Otandeka Laki

Personal information
- Full name: Otandeka Kanyesigye Laki
- Date of birth: 24 January 1996 (age 30)
- Place of birth: The Bronx, New York, U.S.
- Height: 1.61 m (5 ft 3 in)
- Positions: Winger; striker;

Youth career
- 2010–2012: Colts Neck Cougars
- Match Fit Chelsea

Senior career*
- Years: Team / Apps / (Gls)
- 2019: SV 67 Weinberg II / 7 / (3)
- 2019: SV 67 Weinberg / 1 / (0)
- 2019: MSV Duisburg II / 13 / (9)
- 2021: New Jersey Copa
- 2022: Doncaster Rovers Belles
- 2023: FK Saned / 9 / (2)
- 2024: MFA Žalgiris-MRU / 1 / (2)
- 2024: Doncaster Rovers Belles

International career^{‡}
- 2014–: Uganda / 6 / (2)

= Otandeka Laki =

Ugandan footballer (born 1996)

Otandeka Kanyesigye Laki (born 24 January 1996) is a Ugandan footballer who plays as a winger and a striker for Doncaster Rovers Belles and the Uganda women's national team.
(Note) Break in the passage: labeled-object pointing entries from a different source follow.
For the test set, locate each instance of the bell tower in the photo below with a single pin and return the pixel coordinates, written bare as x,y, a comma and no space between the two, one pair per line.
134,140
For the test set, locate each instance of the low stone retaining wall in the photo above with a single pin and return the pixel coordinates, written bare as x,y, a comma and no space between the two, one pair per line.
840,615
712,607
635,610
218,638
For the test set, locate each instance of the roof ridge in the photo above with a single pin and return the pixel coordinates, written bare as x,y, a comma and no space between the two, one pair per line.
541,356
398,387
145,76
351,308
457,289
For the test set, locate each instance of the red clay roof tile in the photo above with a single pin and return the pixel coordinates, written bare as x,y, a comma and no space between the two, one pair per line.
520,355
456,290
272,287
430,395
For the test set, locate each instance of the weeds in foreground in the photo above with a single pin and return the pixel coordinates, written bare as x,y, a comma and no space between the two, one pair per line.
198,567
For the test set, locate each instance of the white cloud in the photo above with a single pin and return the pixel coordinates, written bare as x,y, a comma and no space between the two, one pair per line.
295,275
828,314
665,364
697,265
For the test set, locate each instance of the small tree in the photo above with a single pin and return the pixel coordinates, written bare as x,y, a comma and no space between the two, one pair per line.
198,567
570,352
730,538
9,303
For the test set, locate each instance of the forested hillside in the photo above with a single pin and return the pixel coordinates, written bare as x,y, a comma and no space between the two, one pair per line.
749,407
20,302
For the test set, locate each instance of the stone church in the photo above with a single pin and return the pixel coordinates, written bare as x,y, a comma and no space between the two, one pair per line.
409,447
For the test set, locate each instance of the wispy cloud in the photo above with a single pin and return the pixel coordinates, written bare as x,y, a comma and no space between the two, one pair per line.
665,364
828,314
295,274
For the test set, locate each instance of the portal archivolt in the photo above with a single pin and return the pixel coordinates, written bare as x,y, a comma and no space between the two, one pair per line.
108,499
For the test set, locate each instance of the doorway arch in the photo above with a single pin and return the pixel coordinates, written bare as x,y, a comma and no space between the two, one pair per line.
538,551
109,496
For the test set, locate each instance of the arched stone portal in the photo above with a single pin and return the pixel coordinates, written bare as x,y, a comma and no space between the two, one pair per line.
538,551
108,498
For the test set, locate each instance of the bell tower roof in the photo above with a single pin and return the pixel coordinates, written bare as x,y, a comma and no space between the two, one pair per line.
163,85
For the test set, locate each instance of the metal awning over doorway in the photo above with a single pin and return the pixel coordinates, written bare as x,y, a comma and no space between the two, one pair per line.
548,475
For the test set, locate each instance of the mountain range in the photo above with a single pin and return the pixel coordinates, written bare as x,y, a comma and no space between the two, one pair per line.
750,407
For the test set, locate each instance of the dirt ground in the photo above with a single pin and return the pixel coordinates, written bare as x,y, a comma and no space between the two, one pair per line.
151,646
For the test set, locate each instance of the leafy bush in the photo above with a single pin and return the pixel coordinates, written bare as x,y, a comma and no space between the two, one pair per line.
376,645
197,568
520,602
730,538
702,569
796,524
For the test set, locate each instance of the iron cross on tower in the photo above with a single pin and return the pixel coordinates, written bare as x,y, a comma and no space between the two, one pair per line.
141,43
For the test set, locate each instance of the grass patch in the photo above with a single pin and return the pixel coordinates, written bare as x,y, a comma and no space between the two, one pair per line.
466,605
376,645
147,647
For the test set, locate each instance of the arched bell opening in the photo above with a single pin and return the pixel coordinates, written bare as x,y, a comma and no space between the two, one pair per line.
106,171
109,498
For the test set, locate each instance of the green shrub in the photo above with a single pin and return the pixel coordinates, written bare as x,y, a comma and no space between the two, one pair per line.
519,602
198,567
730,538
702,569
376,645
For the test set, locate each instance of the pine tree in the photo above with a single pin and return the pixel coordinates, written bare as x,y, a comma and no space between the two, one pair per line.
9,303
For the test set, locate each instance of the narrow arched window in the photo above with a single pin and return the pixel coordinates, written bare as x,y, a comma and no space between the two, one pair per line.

==Early life and education==
Laki was born in The Bronx, New York, United States and raised in Marlboro Township, New Jersey to Ugandan parents – her father being an ambassador. She has attended the Colts Neck High School.

==Club career==
Laki has played for SV 67 Weinberg and MSV Duisburg II in Germany and for New Jersey Copa in the United States.

Laki signed for English club Doncaster Rovers Belles in October 2022, making her debut against Peterborough United.

In 2023 she removed to Lithuania and joined FK Saned. On 3 August 2023 she made her debut in the Women's A League against FK Vilnius. On 13 September 2023 she scored a goal in the women's A league match against FC Gintra. The defending champions title FC Gintra crushed their rivals with a score of 10-1. On 17 September 2023 in the match against FK Vilnius he scored an honorary goal. Vilnius won a crushing victory with the result 11-1.

In 2024 Laki transferred to MFA Žalgiris-MRU. On 17 March 2024 MFA Žalgiris-MRU crushed FK Saned with a score of 21-0. Laki scored two goals in this match.

In September 2024, Laki returned to Doncaster Rovers Belles.

==International career==
Laki was capped for Uganda at senior level during the 2016 CECAFA Women's Championship, where she scored two goals, and the 2021 COSAFA Women's Championship.

===International goals===
Scores and results list Uganda goal tally first

| No. | Date | Venue | Opponent | Score | Result | Competition |
| 1 | 13 September 2016 | Jinja, Uganda | Zanzibar | ?–0 | 9–0 | 2016 CECAFA Women's Championship |
| 2 | ?–0 |

==Personal life==
Nicknamed Oti, Laki has studied journalism and media studies at the Rutgers University.